Tuesday, June 21, 2005

Birth of a Negro

I live in a luxury apartment complex in Houston, which, most of the time, affords me a considerable amount privacy. Last night around ten there was a knock at my door, an unusual occurence, especially at the late hour. At the time, I was relaxing in my boxer briefs and a wife beater, my evening attire of choice. My Lady was wearing one of her countless night gowns, this one pink with lighter pink stripes. It was baggy, and sometimes her boobs popped out. Neither of us were dressed for company.

Because I was on the phone with a friend discussing my reluctance to apply to law school despite mounting pressure, My Lady went to answer the door in my stead. Through the peep hole, she saw a young, probably harmless white guy who wore a beard and a baseball cap. He was most likely a college student. He mumbled on and on about something or another. After a few of My Lady's attempts to figure out what he wanted, I went to the door to see what was going on.

Just a little bit of background before I continue. I'm an easy going, laid back Negro. I hardly ever raise my voice. Only when I'm on roller coasters, driving my Honda or watching the game do I scream. (One time a white lady accused me of stealing my own car, but I kept my cool. I'm no coon. It just takes a whole lot for me to get angry. Call me Patient Negro.) I might holler when I'm home in Atlanta with my folks, but that's reflective of the strange way that we communicate, not anger or sadness or any other causes/effects of family dysfunction.

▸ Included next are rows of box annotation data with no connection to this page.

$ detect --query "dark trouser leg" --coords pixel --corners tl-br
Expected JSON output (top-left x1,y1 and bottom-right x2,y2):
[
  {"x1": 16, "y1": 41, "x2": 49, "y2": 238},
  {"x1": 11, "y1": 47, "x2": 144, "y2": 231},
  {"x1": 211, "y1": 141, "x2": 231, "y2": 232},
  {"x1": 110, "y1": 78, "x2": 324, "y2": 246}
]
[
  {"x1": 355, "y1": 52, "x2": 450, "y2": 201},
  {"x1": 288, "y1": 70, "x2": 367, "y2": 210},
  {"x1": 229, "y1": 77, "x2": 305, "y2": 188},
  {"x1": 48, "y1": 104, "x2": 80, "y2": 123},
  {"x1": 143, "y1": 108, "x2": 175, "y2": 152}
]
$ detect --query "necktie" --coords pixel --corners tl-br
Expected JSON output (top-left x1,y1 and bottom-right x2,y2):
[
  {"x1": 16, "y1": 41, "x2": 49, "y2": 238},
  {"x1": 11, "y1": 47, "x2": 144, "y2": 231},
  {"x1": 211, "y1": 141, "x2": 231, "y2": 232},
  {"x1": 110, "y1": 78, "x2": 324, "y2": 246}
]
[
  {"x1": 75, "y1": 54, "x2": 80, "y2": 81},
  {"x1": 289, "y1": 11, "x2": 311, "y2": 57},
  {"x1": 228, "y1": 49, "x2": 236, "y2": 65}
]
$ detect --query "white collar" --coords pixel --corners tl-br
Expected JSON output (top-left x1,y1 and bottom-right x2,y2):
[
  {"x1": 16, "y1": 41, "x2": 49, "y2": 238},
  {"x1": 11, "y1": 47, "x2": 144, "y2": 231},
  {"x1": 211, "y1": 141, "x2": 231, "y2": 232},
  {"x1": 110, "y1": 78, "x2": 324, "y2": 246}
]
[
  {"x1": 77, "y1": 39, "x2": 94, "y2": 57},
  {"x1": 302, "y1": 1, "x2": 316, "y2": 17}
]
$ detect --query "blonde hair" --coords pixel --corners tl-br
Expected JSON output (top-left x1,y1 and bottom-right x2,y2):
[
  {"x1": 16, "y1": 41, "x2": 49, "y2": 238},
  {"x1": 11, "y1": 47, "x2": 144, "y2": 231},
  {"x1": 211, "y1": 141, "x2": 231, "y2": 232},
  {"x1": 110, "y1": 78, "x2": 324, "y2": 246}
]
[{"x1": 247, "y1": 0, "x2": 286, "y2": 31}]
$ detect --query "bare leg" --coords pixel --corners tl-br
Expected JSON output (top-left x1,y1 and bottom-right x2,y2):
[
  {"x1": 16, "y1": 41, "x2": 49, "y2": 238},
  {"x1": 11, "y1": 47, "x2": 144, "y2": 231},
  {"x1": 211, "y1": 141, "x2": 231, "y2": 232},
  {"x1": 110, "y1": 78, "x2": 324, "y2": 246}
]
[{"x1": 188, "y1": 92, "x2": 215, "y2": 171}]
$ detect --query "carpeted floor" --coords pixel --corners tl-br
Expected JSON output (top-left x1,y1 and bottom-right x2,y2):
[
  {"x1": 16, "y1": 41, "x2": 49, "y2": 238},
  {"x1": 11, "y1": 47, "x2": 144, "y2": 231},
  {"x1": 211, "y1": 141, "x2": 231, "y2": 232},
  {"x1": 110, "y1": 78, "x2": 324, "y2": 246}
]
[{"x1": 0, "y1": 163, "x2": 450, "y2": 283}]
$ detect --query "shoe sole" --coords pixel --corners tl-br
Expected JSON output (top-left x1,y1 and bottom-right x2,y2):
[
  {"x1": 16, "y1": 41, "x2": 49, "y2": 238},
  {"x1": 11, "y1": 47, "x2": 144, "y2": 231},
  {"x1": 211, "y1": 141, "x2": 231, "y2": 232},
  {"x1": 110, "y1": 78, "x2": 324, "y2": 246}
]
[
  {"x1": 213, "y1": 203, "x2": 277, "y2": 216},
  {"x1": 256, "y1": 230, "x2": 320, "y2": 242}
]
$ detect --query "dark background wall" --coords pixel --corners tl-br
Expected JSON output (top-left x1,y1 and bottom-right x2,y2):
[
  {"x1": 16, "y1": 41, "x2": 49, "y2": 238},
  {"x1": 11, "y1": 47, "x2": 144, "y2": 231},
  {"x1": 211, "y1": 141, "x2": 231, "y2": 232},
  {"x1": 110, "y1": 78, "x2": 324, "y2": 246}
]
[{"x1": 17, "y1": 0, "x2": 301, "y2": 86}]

But last night, I approached the door a new man: Scary Negro. I yelled through the door, asking the kid who he was looking for. (Never open the door for strangers, especially when wearing your drawers.) He continued to mumble, so I yelled louder. Eventually he managed to communicate that he was a paper boy looking to sell subscriptions to the Houston Chronicle, a terrible paper. I told that fool to keep on moving. I turned around to see My Lady, who was then chopping her veggies on the cutting board.

"That was mean," she said. "That's the new me," I promptly replied. And I meant it. I resumed my telephone conversation about the woes of the legal profession.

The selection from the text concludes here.